Unser Besuch auf dem Campus war jedoch nicht nur ein Rundgang. Wir wurden umfassend über aktuelle Maßnahmen zu mehr Nachhaltigkeit aufgeklärt. Auch Produktneuheiten und die kommende Winterkampagne wurden uns vorgestellt. Wir verraten hier und jetzt noch nichts, aber Sie können sich auf eine schöne Aktion freuen!

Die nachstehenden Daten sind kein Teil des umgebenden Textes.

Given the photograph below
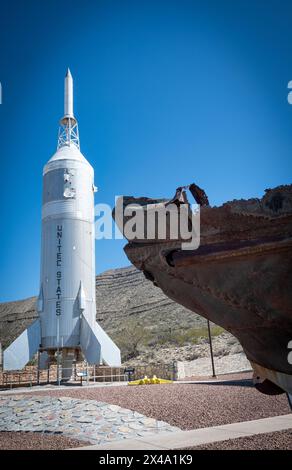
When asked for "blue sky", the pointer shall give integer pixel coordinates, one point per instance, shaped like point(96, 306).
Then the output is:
point(166, 93)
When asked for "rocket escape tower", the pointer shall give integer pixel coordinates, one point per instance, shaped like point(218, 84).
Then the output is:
point(68, 129)
point(66, 326)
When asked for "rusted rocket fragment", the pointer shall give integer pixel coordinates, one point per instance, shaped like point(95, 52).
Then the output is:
point(240, 277)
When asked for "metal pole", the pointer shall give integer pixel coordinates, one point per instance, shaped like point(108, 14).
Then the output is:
point(211, 349)
point(58, 349)
point(38, 370)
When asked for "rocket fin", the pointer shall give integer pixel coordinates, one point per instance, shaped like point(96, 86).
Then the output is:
point(22, 350)
point(97, 346)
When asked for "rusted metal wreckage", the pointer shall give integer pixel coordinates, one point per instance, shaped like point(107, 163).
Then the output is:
point(240, 277)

Nachhaltigkeit als Haltung

Victor Papanek (1923-1998), österreichisch-amerikanischer Designer und Designphilosoph, sagte einst: »Es gibt Berufe, die mehr Schaden anrichten als die des Industriedesigners. Aber viele sind es nicht.« Und wenn man da auch nur kurz drüber nachdenkt, muss man ihm leider zustimmen. Industrie- und Produktdesigner sorgen für Nachschub, füllen Lücken, optimieren, erfinden – und können dabei immensen Schaden anrichten, wenn sie sich nicht ihrer Verantwortung gegenüber der gesamten Umwelt bewusst sind. Sind sie sich ihrer Verantwortung bewusst, entstehen großartige, innovative Produkte, die nachhaltige Ressourcen nutzen, wie etwa Recyclingkunststoffe oder Holz aus FSC-zertifizierten Quellen.

Aus diesem Grunde forscht Vitra unter anderem aktuell daran, Recyclingkunststoffe zu optimieren, damit sie beispielsweise genauso stabil sind und im gleichen Farbspektrum produziert werden können wie Virgin-Kunststoffe. Den »Tip Ton RE« gibt es deshalb aktuell nur in Grau, die »natürliche« Farbe des Recycling-Kunststoffes. Die beliebte »Toolbox RE« des Designers Arik Levy – die selbstverständlich nicht auf das Tragen eines Menschen ausgelegt ist – wird hingegen bald schon in vielen Farben erhältlich sein und die reguläre Toolbox zum Ende des Jahres ablösen. 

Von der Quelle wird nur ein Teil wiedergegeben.